John Adams, Signer of the Declaration of Independence and Second President of the United States
"It is religion and morality alone which can establish the principles upon which freedom can securely stand. The only foundation of a free constitution is pure virtue."
(Source: John Adams, The Works of John Adams, Second President of the United States, Charles Francis Adams, editor (Boston: Little, Brown, 1854), Vol. IX, p. 401, to Zabdiel Adams on June 21, 1776.)
Samuel Adams, Signer of the Declaration of Independence
"Neither the wisest constitution nor the wisest laws will secure the liberty and happiness of a people whose manners are universally corrupt."
(Source: William V. Wells, The Life and Public Service of Samuel Adams (Boston: Little, Brown, & Co., 1865), Vol. I, p. 22, quoting from a political essay by Samuel Adams published in The Public Advertiser, 1749.)
Fisher Ames, Framer of the First Amendment
"Our liberty depends on our education, our laws, and habits . . . it is founded on morals and religion, whose authority reigns in the heart, and on the influence all these produce on public opinion before that opinion governs rulers."
(Source: Fisher Ames, An Oration on the Sublime Virtues of General George Washington (Boston: Young & Minns, 1800), p. 23.)
Charles Carroll of Carrollton, Signer of the Declaration of Independence
"Without morals a republic cannot subsist any length of time; they therefore who are decrying the Christian religion, whose morality is so sublime & pure, [and] which denounces against the wicked eternal misery, and which insured to the good eternal happiness, are undermining the solid foundation of morals, the best security for the duration of free governments."
(Source: Bernard C. Steiner, The Life and Correspondence of James McHenry (Cleveland: The Burrows Brothers, 1907), p. 475. In a letter from Charles Carroll to James McHenry of November 4, 1800.)
Oliver Ellsworth, Chief-Justice of the Supreme Court
"The primary objects of government are the peace, order, and prosperity of society. . . . To the promotion of these objects, particularly in a republican government, good morals are essential. Institutions for the promotion of good morals are therefore objects of legislative provision and support: and among these . . . religious institutions are eminently useful and important. . . . the legislature, charged with the great interests of the community, may, and ought to countenance, aid and protect religious institutions—institutions wisely calculated to direct men to the performance of all the duties arising from their connection with each other, and to prevent or repress those evils which flow from unrestrained passion."
(Source: Connecticut Courant, June 7, 1802, p. 3, Oliver Ellsworth, to the General Assembly of the State of Connecticut)
Benjamin Franklin, Signer of the Constitution and Declaration of Independence
Only a virtuous people are capable of freedom. As nations become corrupt and vicious, they have more need of masters."
(Source: Benjamin Franklin, The Writings of Benjamin Franklin, Jared Sparks, editor (Boston: Tappan, Whittemore and Mason, 1840), Vol. X, p. 297, April 17, 1787. )
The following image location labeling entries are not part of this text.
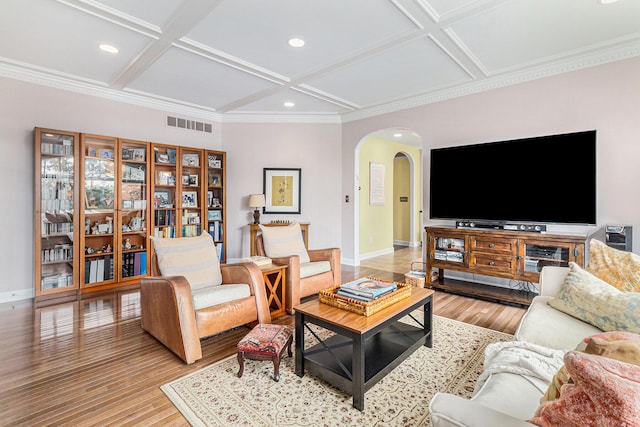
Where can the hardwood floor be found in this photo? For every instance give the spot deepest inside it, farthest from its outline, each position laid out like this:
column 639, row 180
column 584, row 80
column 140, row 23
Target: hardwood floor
column 88, row 362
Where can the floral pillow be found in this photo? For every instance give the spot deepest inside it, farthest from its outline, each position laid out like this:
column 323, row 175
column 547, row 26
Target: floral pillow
column 586, row 297
column 605, row 392
column 619, row 345
column 618, row 268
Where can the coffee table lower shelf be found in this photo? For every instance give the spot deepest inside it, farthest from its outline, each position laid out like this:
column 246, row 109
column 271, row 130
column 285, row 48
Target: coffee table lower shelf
column 383, row 352
column 364, row 348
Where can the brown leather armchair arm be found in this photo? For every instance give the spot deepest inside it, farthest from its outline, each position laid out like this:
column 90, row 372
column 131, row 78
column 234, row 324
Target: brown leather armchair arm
column 167, row 313
column 249, row 273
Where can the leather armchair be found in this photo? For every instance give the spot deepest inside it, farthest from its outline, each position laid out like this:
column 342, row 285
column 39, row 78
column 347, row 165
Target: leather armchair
column 167, row 310
column 296, row 287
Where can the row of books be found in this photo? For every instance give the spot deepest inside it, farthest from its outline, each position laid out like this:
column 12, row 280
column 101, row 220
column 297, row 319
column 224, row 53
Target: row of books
column 164, row 232
column 216, row 230
column 366, row 289
column 220, row 251
column 52, row 281
column 191, row 230
column 134, row 264
column 98, row 269
column 163, row 217
column 57, row 253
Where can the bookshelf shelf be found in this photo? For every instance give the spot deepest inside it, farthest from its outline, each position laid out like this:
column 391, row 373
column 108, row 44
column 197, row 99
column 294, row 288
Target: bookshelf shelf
column 98, row 199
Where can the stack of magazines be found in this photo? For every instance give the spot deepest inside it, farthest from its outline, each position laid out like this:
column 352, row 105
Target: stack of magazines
column 366, row 289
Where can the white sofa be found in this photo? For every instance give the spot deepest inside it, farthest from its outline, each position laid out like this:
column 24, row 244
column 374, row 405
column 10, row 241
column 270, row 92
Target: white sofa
column 508, row 399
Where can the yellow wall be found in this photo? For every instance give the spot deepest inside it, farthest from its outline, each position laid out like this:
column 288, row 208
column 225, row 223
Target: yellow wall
column 401, row 210
column 377, row 222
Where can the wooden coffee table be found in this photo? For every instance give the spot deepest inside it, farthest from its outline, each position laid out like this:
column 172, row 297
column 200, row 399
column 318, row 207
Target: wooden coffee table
column 364, row 348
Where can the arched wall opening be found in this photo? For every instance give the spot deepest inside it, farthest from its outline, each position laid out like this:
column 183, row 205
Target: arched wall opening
column 374, row 198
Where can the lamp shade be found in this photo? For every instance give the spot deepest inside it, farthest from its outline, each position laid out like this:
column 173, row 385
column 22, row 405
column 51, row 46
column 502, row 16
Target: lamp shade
column 256, row 201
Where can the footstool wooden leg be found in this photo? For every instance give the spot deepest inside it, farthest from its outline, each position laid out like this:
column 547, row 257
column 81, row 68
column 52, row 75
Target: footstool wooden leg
column 241, row 363
column 276, row 368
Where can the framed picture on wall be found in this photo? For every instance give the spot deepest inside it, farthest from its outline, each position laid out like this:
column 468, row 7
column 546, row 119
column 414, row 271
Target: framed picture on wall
column 282, row 190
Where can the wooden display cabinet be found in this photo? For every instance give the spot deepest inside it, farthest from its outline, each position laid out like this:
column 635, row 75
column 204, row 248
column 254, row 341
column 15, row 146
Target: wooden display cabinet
column 190, row 202
column 216, row 197
column 133, row 211
column 55, row 213
column 98, row 199
column 164, row 175
column 98, row 236
column 506, row 254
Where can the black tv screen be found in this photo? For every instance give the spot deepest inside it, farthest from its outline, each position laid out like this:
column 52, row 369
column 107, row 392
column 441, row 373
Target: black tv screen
column 547, row 179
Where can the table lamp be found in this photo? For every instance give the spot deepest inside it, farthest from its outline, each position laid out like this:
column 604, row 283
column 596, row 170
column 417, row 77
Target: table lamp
column 256, row 201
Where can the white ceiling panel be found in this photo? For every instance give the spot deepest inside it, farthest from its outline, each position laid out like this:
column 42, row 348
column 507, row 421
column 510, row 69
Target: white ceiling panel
column 303, row 102
column 154, row 12
column 414, row 67
column 440, row 8
column 191, row 78
column 258, row 32
column 362, row 57
column 60, row 38
column 524, row 32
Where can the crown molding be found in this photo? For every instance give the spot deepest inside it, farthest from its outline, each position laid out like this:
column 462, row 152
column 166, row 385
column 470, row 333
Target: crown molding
column 17, row 71
column 260, row 117
column 41, row 76
column 588, row 60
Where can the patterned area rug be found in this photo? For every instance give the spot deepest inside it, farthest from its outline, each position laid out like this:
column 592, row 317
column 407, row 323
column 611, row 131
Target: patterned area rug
column 214, row 396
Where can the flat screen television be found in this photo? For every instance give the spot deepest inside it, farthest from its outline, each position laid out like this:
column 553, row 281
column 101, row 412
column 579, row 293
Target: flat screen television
column 547, row 179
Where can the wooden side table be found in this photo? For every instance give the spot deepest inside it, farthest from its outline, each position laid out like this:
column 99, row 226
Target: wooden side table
column 275, row 276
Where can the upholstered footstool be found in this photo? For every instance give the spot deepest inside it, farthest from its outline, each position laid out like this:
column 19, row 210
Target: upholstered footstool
column 265, row 342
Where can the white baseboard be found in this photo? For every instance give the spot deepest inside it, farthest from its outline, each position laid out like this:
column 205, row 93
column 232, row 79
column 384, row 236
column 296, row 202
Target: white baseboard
column 18, row 295
column 376, row 253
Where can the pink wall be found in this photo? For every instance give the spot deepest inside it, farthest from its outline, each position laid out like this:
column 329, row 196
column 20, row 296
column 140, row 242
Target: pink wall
column 24, row 106
column 313, row 148
column 605, row 98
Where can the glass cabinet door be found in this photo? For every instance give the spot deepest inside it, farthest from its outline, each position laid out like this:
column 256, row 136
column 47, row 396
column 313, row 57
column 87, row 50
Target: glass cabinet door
column 132, row 224
column 216, row 199
column 191, row 195
column 55, row 211
column 164, row 191
column 99, row 210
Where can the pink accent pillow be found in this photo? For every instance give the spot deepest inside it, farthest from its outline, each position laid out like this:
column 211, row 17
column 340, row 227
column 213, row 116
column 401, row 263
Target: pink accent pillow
column 606, row 392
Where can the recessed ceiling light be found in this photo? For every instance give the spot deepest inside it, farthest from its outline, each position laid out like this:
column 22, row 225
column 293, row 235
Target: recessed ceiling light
column 296, row 42
column 108, row 48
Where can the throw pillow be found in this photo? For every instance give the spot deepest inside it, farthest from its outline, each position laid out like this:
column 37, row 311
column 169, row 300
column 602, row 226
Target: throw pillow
column 618, row 345
column 195, row 258
column 618, row 268
column 606, row 392
column 584, row 296
column 282, row 241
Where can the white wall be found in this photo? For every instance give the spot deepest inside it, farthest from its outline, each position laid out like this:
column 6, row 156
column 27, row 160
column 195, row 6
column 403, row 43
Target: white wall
column 313, row 148
column 606, row 98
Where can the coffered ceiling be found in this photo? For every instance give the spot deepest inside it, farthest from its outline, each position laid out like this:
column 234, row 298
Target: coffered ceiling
column 230, row 59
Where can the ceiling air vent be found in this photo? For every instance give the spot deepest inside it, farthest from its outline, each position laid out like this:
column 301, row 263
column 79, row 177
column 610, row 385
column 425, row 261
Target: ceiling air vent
column 177, row 122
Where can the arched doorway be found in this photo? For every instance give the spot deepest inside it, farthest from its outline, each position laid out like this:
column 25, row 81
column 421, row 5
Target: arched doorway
column 374, row 205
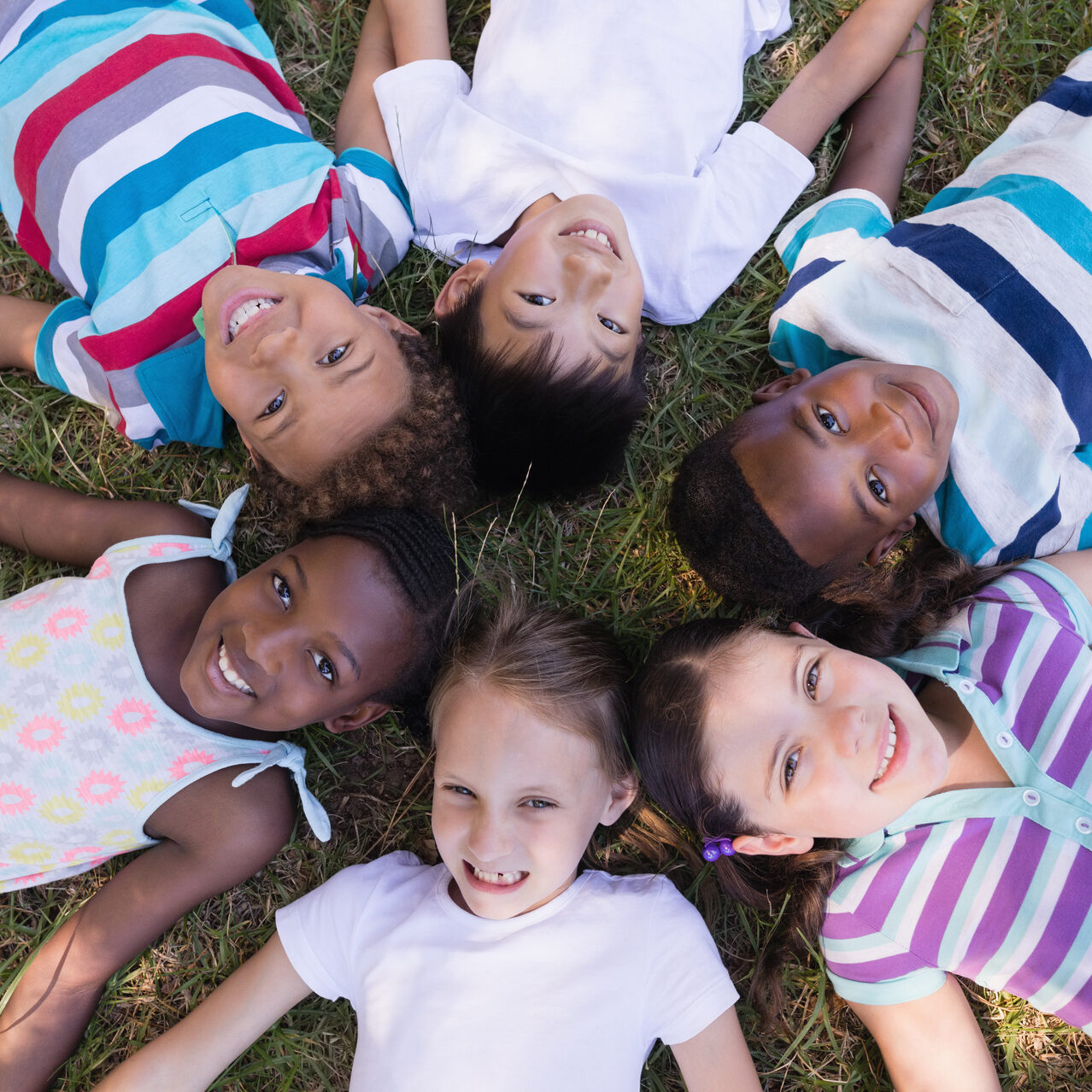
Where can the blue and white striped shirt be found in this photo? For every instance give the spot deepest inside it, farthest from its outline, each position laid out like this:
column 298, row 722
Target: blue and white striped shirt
column 990, row 286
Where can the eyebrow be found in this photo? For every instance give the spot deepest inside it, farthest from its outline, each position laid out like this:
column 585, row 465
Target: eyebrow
column 287, row 420
column 301, row 576
column 343, row 374
column 348, row 653
column 801, row 421
column 519, row 321
column 793, row 676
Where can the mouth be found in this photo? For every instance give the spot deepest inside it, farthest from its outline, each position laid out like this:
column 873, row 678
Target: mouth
column 485, row 880
column 240, row 309
column 230, row 672
column 594, row 234
column 889, row 743
column 925, row 403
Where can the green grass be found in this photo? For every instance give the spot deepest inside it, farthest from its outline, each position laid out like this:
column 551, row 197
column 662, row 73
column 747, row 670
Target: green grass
column 608, row 555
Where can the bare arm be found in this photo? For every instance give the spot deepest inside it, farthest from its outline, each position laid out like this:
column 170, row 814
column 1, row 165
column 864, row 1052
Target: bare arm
column 881, row 124
column 933, row 1044
column 718, row 1059
column 856, row 56
column 228, row 835
column 191, row 1054
column 394, row 32
column 70, row 527
column 20, row 322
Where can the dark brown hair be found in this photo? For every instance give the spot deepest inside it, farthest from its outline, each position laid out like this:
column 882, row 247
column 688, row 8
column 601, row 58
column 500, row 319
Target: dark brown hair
column 567, row 671
column 420, row 460
column 558, row 434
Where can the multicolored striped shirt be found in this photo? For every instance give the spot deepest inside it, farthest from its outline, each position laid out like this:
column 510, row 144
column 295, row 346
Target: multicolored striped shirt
column 145, row 145
column 992, row 286
column 990, row 884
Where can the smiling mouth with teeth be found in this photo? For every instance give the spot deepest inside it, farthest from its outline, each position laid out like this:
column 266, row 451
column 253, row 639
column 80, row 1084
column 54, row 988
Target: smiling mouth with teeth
column 500, row 879
column 246, row 311
column 231, row 674
column 892, row 738
column 591, row 232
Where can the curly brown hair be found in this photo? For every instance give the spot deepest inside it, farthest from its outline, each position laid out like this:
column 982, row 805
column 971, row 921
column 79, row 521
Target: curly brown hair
column 420, row 460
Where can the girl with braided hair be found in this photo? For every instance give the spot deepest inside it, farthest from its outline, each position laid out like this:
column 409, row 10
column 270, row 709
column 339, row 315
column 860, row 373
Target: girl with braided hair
column 142, row 707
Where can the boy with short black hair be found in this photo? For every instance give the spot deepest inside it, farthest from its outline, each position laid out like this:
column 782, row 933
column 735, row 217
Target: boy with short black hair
column 950, row 360
column 586, row 176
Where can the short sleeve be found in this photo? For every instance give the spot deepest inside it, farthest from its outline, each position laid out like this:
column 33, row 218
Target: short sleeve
column 688, row 985
column 161, row 399
column 815, row 244
column 377, row 210
column 1039, row 586
column 832, row 230
column 321, row 931
column 415, row 101
column 866, row 966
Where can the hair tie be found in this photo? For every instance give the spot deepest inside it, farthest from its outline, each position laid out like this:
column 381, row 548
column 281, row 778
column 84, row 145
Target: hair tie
column 718, row 848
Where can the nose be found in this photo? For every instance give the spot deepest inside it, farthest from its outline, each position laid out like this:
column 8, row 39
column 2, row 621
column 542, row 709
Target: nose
column 278, row 348
column 884, row 426
column 490, row 837
column 263, row 643
column 586, row 272
column 847, row 730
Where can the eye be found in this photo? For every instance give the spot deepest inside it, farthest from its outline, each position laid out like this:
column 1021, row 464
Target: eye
column 334, row 355
column 325, row 667
column 790, row 762
column 829, row 421
column 273, row 407
column 282, row 590
column 812, row 680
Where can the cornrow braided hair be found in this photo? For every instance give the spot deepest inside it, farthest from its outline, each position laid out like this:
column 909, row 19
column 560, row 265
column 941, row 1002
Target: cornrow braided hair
column 726, row 535
column 421, row 559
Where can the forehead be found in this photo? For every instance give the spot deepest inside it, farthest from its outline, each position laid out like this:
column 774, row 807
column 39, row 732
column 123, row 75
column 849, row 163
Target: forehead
column 480, row 725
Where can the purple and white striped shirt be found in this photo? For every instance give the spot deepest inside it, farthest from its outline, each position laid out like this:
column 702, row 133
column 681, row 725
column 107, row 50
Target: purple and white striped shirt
column 990, row 884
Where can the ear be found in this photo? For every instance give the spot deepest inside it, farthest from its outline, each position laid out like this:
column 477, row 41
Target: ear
column 364, row 713
column 771, row 845
column 388, row 320
column 884, row 546
column 778, row 387
column 621, row 796
column 455, row 293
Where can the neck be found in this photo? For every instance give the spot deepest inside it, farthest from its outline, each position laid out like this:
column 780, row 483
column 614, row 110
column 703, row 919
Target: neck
column 537, row 207
column 971, row 763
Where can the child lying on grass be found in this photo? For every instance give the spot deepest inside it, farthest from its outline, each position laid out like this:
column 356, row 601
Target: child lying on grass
column 503, row 966
column 586, row 173
column 942, row 365
column 141, row 707
column 154, row 161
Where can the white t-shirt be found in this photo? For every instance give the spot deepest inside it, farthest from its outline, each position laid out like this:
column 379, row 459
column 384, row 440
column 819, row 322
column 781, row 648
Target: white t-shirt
column 627, row 99
column 570, row 996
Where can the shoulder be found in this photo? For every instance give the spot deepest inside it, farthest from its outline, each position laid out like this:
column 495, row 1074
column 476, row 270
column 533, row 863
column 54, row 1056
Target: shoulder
column 833, row 228
column 247, row 824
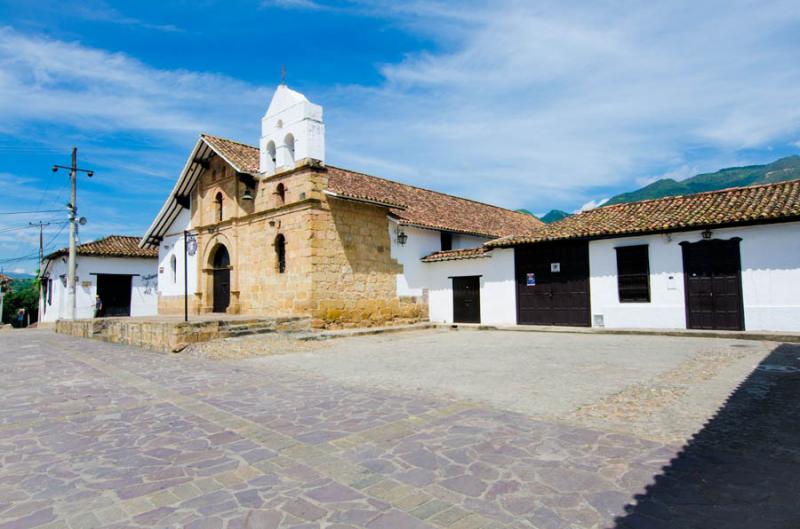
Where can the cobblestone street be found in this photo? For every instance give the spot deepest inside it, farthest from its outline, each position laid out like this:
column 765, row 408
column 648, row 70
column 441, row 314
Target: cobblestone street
column 98, row 435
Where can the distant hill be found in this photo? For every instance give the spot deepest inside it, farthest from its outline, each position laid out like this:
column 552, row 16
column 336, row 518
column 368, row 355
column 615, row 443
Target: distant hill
column 554, row 215
column 778, row 171
column 551, row 216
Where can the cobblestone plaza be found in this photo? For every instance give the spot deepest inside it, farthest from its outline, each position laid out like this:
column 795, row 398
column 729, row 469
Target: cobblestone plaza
column 100, row 435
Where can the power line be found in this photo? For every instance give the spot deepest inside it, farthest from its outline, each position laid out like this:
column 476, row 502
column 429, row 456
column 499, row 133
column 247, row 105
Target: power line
column 34, row 211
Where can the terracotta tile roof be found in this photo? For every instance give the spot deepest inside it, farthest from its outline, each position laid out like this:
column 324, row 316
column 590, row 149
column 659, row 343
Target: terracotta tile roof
column 243, row 157
column 111, row 246
column 416, row 206
column 739, row 205
column 430, row 209
column 455, row 255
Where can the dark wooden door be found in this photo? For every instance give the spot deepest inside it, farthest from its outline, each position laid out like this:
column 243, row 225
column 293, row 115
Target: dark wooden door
column 115, row 294
column 713, row 282
column 553, row 283
column 222, row 279
column 466, row 299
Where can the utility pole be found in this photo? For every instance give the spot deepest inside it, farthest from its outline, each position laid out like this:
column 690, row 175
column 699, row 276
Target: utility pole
column 73, row 228
column 41, row 241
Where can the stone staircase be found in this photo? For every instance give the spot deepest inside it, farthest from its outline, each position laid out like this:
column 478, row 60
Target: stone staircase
column 175, row 335
column 236, row 328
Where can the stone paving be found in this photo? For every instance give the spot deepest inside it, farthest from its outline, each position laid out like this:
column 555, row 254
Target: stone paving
column 100, row 435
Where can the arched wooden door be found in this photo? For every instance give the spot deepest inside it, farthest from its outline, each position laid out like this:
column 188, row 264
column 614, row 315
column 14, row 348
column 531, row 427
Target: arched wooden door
column 222, row 279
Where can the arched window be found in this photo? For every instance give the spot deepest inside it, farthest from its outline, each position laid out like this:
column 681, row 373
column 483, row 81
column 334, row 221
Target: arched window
column 218, row 201
column 173, row 267
column 272, row 161
column 280, row 252
column 289, row 142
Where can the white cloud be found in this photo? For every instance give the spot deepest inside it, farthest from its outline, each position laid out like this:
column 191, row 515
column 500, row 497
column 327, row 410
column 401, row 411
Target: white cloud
column 535, row 105
column 292, row 4
column 679, row 173
column 56, row 82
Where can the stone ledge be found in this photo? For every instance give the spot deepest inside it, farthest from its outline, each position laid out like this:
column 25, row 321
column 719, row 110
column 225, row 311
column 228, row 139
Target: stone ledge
column 174, row 336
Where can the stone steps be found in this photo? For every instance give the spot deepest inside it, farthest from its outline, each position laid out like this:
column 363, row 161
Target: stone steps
column 233, row 329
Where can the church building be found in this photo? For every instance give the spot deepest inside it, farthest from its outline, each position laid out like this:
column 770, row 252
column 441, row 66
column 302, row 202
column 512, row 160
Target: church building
column 275, row 230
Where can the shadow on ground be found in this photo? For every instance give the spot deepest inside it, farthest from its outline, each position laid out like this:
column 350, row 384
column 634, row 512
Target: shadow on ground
column 742, row 470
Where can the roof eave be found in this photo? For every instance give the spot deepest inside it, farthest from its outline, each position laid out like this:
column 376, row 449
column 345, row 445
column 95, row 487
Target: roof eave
column 509, row 242
column 372, row 202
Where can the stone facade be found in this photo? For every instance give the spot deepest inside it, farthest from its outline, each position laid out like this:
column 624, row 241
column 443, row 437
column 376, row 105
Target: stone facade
column 338, row 264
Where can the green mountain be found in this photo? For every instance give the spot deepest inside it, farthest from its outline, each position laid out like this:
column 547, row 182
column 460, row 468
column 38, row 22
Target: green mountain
column 554, row 215
column 778, row 171
column 551, row 216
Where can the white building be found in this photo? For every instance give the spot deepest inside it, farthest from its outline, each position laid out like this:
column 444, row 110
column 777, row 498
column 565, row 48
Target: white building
column 114, row 268
column 727, row 260
column 419, row 221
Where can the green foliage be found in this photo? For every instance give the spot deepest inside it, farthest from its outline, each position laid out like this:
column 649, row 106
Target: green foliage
column 778, row 171
column 554, row 215
column 21, row 293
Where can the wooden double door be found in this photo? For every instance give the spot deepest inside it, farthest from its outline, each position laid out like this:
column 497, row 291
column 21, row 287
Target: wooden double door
column 553, row 283
column 467, row 299
column 222, row 279
column 713, row 283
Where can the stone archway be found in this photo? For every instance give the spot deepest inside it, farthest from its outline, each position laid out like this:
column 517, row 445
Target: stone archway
column 221, row 270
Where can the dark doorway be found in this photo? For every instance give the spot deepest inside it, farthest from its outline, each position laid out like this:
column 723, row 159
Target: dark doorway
column 222, row 279
column 467, row 299
column 115, row 293
column 713, row 279
column 553, row 283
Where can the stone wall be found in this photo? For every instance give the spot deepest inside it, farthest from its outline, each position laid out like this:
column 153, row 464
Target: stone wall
column 171, row 336
column 354, row 274
column 339, row 267
column 175, row 304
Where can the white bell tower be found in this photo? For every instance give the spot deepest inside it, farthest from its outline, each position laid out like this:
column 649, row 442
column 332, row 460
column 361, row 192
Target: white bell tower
column 292, row 130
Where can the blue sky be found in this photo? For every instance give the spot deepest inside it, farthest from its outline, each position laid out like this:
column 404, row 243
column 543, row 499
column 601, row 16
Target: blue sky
column 523, row 104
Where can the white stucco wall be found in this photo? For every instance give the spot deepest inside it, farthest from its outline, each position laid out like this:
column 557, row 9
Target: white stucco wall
column 144, row 298
column 770, row 256
column 172, row 244
column 498, row 291
column 421, row 242
column 666, row 308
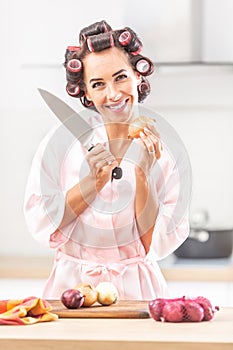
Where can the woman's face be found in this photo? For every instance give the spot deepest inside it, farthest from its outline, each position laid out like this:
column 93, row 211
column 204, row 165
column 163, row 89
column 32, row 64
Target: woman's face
column 111, row 84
I have lived, Sir, a long time, and the longer I live, the more convincing proofs I see of this truth, that God governs in the affairs of men. And if a sparrow cannot fall to the ground without His notice, is it probable that an empire can rise without his aid? We have been assured, Sir, in the Sacred Writings, that "except the Lord build the House, they labor in vain that build it." I firmly believe this; and I also believe that without His concurring aid we shall succeed in this political building no better, than the Builders of Babel: We shall be divided by our partial local interests; our projects will be confounded, and we ourselves shall become a reproach and bye word down to future ages. And what is worse, mankind may hereafter from this unfortunate instance, despair of establishing governments by human wisdom and leave it to chance, war and conquest.
I therefore beg leave to move that henceforth prayers imploring the assistance of Heaven, and its blessings on our deliberations be held in this Assembly every morning before we proceed to business, and that one or more of the clergy of this city be requested to officiate in that service.